Quick sorting of data structures and algorithms implemented by Python
This article describes how to quickly sort data structures and algorithms implemented by Python. Share it with you for your reference. The specific analysis is as follows:
I. Overview
Quick sort is a sort algorithm. This algorithm first selects a partition element (partition element, sometimes called partition), and sorts the list into three parts: left (less than the partition element) divide the elements 'distinct' and 'right' (greater than the partition element 'distinct'). At this time, the partition element 'distinct' is already in the final position of the list, and then recursively sort the left and 'right' parts respectively.
The selection of Division elements directly affects the efficiency of the quick sorting algorithm. Generally, the first or intermediate or last element in the list is selected as the Division element, of course, there are more complex options. The division process sorts the list of elements based on the Division, which is the key to a fast sorting algorithm. The principles of this process are as follows:
<-- Select partition elements -->
<-- Division process -->
<-- Division result -->
The advantage of the quick sorting algorithm is that in-situ sorting (only a small auxiliary stack is used), and the average time complexity is O (n log n ). The disadvantage of a fast sorting algorithm is that it is an unstable sorting algorithm. In the worst case, the time complexity is O (n2 ).
Ii. Python implementation
1. Standard Implementation
#! /Usr/bin/env python #-*-coding: UTF-8-*-def stdQuicksort (L): qsort (L, 0, len (L)-1) def qsort (L, first, last): if first <last: split = partition (L, first, last) qsort (L, first, split-1) qsort (L, split + 1, last) def partition (L, first, last ): # select the first element in the list as the partitioning element Limit = L [first] leftmark = first + 1 rightmark = last while True: while L [leftmark] <= cursor: # If there is an element in the list that is equal to the partition element limit, make it in the left section # When the partition element limit is the largest element in the list, # prevent leftmark from crossing the border if leftmark = rightmark: break leftmark + = 1 while L [rightmark]> priority: # No detection is required here.
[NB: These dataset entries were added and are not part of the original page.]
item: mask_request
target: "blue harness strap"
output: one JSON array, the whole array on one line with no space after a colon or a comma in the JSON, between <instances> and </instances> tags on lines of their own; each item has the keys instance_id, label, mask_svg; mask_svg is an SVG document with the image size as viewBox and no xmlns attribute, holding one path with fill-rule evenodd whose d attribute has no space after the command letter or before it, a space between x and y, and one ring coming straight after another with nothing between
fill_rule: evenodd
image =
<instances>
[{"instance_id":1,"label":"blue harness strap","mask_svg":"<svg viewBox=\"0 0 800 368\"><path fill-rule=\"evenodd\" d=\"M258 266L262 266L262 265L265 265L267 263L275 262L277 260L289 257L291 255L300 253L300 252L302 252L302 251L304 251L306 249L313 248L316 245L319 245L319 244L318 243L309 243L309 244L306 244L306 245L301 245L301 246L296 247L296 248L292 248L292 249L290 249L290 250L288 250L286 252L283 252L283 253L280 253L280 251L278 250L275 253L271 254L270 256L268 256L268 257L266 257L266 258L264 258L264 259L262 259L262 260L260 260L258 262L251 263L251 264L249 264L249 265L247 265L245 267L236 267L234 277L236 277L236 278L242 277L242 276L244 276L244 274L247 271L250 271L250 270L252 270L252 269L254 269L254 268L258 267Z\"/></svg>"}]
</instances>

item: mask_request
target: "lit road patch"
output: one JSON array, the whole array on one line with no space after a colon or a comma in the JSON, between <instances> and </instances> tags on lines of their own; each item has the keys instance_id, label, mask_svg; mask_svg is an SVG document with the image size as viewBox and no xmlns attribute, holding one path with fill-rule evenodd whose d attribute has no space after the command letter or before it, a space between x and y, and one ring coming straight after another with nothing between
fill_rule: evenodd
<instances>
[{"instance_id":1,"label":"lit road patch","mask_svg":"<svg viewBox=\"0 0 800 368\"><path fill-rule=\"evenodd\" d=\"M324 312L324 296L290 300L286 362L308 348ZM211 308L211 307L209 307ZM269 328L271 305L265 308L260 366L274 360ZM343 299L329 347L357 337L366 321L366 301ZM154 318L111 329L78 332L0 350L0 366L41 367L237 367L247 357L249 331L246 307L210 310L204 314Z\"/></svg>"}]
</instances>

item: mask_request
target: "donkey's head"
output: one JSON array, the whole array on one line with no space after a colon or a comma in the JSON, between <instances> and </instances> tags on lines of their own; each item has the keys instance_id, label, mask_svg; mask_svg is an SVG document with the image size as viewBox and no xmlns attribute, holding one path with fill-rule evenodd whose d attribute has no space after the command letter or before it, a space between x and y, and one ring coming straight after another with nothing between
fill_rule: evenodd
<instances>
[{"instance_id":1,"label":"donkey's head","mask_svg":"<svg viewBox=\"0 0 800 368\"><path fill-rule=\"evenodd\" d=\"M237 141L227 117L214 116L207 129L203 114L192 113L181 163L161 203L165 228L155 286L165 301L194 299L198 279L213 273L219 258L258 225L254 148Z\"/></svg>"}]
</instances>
When the partition element limit is the smallest element in the list, # rightmark will automatically stop at rightmark-= 1 if leftmark <rightmark: # at this time, the element at leftmark is greater than half, # The element at rightmark is less than or equal to half, exchange the two L [leftmark], L [rightmark] = L [rightmark], L [leftmark] else: break # swap the Division element at first with the element at rightmark L [first], L [rightmark] = L [rightmark], L [first] # return the final position of the partition element, return rightmark
2. Pythonic implementation
#!/usr/bin/env python# -*- coding: utf-8 -*-def pycQuicksort(L): if len(L) <= 1: return L return pycQuicksort([x for x in L if x < L[0]]) + \ [x for x in L if x == L[0]] + \ pycQuicksort([x for x in L if x > L[0]])
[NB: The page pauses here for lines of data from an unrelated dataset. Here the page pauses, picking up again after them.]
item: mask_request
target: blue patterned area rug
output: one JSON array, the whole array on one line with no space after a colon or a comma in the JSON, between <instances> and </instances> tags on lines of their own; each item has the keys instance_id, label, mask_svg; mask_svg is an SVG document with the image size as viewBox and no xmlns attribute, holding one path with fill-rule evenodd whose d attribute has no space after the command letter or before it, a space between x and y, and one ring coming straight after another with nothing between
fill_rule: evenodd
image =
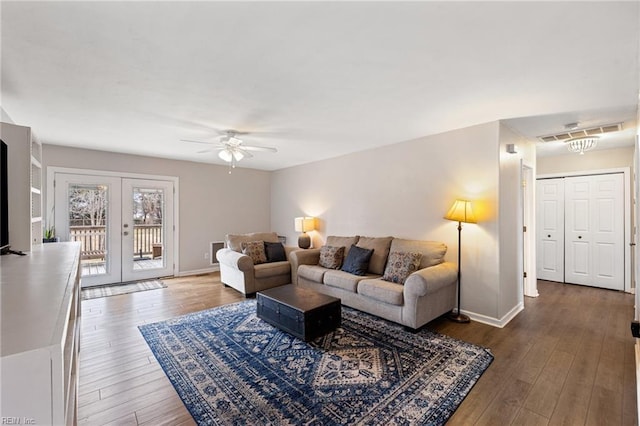
<instances>
[{"instance_id":1,"label":"blue patterned area rug","mask_svg":"<svg viewBox=\"0 0 640 426\"><path fill-rule=\"evenodd\" d=\"M248 300L140 326L201 425L440 425L493 361L484 348L342 308L305 343Z\"/></svg>"}]
</instances>

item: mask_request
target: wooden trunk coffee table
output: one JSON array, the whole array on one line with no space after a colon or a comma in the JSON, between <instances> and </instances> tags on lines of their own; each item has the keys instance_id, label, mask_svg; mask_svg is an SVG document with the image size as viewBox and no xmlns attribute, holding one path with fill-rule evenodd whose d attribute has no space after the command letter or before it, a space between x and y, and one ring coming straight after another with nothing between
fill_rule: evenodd
<instances>
[{"instance_id":1,"label":"wooden trunk coffee table","mask_svg":"<svg viewBox=\"0 0 640 426\"><path fill-rule=\"evenodd\" d=\"M340 325L340 299L287 284L256 294L258 318L308 342Z\"/></svg>"}]
</instances>

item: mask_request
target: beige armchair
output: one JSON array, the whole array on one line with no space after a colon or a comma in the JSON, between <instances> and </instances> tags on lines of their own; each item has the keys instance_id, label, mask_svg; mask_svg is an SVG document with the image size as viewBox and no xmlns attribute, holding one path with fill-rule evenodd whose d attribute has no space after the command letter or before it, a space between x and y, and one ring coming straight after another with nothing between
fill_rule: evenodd
<instances>
[{"instance_id":1,"label":"beige armchair","mask_svg":"<svg viewBox=\"0 0 640 426\"><path fill-rule=\"evenodd\" d=\"M257 291L291 283L289 254L297 247L284 247L286 260L254 264L252 258L243 254L243 243L263 241L278 243L275 232L251 234L228 234L226 247L216 253L220 262L220 280L239 292L253 296Z\"/></svg>"}]
</instances>

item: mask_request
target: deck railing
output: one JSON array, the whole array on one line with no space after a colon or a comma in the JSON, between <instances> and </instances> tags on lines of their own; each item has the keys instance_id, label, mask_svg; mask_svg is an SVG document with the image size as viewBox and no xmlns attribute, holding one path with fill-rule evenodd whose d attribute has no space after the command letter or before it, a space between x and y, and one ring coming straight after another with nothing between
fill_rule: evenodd
<instances>
[{"instance_id":1,"label":"deck railing","mask_svg":"<svg viewBox=\"0 0 640 426\"><path fill-rule=\"evenodd\" d=\"M70 226L69 240L80 241L83 259L102 259L107 252L105 226ZM162 243L162 225L133 226L133 254L143 257L153 253L153 245Z\"/></svg>"}]
</instances>

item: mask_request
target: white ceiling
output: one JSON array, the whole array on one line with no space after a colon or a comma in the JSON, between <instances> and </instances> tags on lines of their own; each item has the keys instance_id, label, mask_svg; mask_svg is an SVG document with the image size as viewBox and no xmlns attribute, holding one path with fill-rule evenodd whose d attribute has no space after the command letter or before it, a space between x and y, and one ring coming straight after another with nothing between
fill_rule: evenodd
<instances>
[{"instance_id":1,"label":"white ceiling","mask_svg":"<svg viewBox=\"0 0 640 426\"><path fill-rule=\"evenodd\" d=\"M633 143L635 1L0 7L2 108L45 143L222 164L180 139L236 129L264 170L495 120Z\"/></svg>"}]
</instances>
Compared with the standard implementation, we can see that Pythonic is more concise, intuitive, and cool. However, Pythonic implements List parsing (List Comprehension, also called List expansion and List derivation) in Python. A new List is generated for each recursive sorting, therefore, the advantage of the original in-situ sorting of the quick sorting algorithm is lost.
Iii. algorithm Testing
#!/usr/bin/env python# -*- coding: utf-8 -*-if __name__ == '__main__': L = [54, 26, 93, 17, 77, 31, 44, 55, 20] M = L[:] print('before stdQuicksort: ' + str(L)) stdQuicksort(L) print('after stdQuicksort: ' + str(L)) print('before pycQuicksort: ' + str(M)) print('after pycQuicksort: ' + str(pycQuicksort(M)))
Running result:
$ python testquicksort.pybefore stdQuicksort: [54, 26, 93, 17, 77, 31, 44, 55, 20]after stdQuicksort: [17, 20, 26, 31, 44, 54, 55, 77, 93]before pycQuicksort: [54, 26, 93, 17, 77, 31, 44, 55, 20]after pycQuicksort: [17, 20, 26, 31, 44, 54, 55, 77, 93]
I hope this article will help you with Python programming.